The West’s electrical grid is a 136,000-mile patchwork of transmission lines connecting two Canadian provinces, 11 Western states and pieces of three others, serving 80 million people.

While it drives a vital and growing piece of the U.S. economy, this fragile network remains vulnerable to increasingly extreme weather and wildfire risks, according to Masood Parvania, an associate professor of electrical and computing engineering at the University of Utah’s John and Marcia Price College of Engineering.

“These extreme weather events are not the way they used to be in the past. They are more frequent, so we get more of them, and they are more intense” said Parvania, who will co-lead the newly established U.S.-Canada Center on Climate-Resilient Western Interconnected Grid. “Heatwaves have become a normal part of our lives.

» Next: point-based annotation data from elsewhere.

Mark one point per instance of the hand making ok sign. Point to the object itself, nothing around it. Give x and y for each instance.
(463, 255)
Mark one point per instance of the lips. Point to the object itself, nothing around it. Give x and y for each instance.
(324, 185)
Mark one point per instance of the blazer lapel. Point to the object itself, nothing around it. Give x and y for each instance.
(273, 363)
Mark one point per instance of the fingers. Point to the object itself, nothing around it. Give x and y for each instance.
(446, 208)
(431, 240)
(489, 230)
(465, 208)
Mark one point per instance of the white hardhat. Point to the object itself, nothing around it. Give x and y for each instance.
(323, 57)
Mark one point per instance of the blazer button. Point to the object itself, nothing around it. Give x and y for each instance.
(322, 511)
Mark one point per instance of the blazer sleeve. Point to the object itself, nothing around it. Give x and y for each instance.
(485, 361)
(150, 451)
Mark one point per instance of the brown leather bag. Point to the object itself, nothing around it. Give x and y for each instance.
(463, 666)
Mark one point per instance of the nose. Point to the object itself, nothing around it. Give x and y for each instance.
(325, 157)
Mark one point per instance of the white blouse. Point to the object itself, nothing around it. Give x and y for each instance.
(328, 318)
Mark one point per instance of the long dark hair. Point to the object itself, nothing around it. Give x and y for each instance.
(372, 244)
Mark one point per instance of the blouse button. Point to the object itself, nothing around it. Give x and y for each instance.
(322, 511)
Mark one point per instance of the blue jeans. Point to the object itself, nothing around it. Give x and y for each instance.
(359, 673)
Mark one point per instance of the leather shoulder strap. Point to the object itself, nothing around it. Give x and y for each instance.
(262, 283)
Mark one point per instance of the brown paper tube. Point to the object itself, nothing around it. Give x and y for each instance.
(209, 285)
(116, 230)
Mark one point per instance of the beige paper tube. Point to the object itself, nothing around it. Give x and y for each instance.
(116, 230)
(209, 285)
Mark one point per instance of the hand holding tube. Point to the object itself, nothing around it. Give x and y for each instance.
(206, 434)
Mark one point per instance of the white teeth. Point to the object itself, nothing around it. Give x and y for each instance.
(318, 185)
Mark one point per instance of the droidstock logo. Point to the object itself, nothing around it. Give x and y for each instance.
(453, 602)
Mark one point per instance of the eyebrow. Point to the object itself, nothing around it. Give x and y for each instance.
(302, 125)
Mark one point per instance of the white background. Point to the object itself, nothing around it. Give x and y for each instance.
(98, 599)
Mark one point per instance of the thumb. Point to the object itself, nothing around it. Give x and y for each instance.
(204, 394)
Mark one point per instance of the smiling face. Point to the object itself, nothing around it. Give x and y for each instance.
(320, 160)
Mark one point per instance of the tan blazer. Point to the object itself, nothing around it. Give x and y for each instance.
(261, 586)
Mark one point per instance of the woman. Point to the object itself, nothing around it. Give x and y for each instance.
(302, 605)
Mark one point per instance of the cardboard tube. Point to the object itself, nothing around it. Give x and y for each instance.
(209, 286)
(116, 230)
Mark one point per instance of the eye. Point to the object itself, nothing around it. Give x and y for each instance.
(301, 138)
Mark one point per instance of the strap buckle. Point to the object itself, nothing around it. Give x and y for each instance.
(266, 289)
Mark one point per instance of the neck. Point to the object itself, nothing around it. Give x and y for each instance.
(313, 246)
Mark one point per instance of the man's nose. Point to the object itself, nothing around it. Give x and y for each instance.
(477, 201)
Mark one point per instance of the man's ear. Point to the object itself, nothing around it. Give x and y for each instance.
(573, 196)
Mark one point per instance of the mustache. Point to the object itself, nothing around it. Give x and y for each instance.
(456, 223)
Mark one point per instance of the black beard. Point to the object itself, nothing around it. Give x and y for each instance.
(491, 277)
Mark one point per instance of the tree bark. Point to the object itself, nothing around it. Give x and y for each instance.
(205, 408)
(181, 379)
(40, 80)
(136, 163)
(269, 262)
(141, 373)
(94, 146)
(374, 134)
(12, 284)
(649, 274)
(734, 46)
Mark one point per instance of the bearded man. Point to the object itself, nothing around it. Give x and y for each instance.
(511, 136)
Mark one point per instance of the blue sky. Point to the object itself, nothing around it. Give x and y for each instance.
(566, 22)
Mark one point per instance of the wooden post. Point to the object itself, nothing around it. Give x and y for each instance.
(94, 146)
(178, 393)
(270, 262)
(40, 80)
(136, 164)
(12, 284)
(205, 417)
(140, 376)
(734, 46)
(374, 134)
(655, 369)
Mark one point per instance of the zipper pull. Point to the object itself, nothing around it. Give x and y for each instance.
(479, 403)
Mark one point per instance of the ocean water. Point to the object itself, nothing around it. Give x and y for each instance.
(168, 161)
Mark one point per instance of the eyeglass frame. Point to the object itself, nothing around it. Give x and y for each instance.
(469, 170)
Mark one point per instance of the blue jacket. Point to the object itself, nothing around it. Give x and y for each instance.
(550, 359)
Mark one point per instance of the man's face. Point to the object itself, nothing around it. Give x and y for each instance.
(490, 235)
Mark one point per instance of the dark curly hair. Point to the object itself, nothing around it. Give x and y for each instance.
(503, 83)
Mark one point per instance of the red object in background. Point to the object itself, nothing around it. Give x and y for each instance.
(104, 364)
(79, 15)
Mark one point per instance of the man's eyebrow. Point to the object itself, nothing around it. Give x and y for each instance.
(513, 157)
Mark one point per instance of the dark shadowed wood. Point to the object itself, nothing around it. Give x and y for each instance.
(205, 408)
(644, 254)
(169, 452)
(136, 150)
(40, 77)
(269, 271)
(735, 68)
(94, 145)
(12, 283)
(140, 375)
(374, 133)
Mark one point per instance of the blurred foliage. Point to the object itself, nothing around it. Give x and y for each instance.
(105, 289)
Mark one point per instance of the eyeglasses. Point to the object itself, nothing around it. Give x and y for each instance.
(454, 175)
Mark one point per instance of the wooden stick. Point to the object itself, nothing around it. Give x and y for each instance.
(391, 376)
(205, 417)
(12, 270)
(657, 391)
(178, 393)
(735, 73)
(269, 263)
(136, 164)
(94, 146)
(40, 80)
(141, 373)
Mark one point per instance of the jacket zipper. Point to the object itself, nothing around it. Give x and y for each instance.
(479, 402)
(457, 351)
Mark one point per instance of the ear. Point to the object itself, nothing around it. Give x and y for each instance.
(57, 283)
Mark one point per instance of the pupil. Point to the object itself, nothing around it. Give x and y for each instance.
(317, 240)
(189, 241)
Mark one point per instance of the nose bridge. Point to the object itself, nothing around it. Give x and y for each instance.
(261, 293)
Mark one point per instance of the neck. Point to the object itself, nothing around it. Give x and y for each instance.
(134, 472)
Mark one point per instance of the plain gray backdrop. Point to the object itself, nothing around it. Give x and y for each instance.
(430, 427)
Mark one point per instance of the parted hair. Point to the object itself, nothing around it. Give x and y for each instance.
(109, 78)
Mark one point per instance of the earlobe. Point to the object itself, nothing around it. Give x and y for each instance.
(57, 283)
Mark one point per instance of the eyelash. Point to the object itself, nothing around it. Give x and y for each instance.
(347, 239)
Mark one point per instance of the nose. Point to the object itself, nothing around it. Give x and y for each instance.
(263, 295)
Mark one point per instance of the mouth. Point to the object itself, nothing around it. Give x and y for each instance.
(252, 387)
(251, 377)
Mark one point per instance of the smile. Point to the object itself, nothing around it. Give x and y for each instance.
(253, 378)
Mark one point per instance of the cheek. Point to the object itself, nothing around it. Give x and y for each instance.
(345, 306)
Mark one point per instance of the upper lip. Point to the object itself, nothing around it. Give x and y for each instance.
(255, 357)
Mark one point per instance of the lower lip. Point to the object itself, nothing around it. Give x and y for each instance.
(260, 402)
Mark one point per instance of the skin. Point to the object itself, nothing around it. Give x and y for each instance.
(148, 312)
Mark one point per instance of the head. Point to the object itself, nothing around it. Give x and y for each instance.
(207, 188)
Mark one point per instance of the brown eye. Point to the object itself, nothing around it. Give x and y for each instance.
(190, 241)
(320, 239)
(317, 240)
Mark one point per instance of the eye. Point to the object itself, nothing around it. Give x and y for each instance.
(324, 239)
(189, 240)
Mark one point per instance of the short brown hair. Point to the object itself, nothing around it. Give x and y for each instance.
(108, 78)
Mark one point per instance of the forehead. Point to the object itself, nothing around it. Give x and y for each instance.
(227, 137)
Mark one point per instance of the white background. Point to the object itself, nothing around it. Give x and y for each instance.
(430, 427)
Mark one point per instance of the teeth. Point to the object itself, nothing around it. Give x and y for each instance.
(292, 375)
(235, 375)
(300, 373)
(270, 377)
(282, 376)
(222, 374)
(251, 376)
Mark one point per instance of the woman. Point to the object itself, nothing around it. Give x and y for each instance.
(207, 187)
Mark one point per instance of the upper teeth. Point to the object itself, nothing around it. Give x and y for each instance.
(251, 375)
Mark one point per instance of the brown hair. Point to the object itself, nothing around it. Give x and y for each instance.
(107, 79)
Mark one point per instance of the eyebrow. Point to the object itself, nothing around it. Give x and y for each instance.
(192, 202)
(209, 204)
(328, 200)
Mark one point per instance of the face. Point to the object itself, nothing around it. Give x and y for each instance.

They last longer and we record higher temperature every year.”

This new interdisciplinary center is aimed at fortifying the region’s power infrastructure against the floods, high winds, drought, even cold snaps that are also taking a heavier toll on the West’s energy systems. This vulnerability poses significant challenges to maintaining essential services, from health care to transportation and communication.

 

GCSC affiliated faculty who are co-principal investigators for this interdisciplinary effort include Parvania, William Anderegg, School of Biological Sciences and director of the Wilkes Center for Climate Science and Policy, and Divya Chandrasekhar, associate professor in the Department of City and Metropolitan Planning.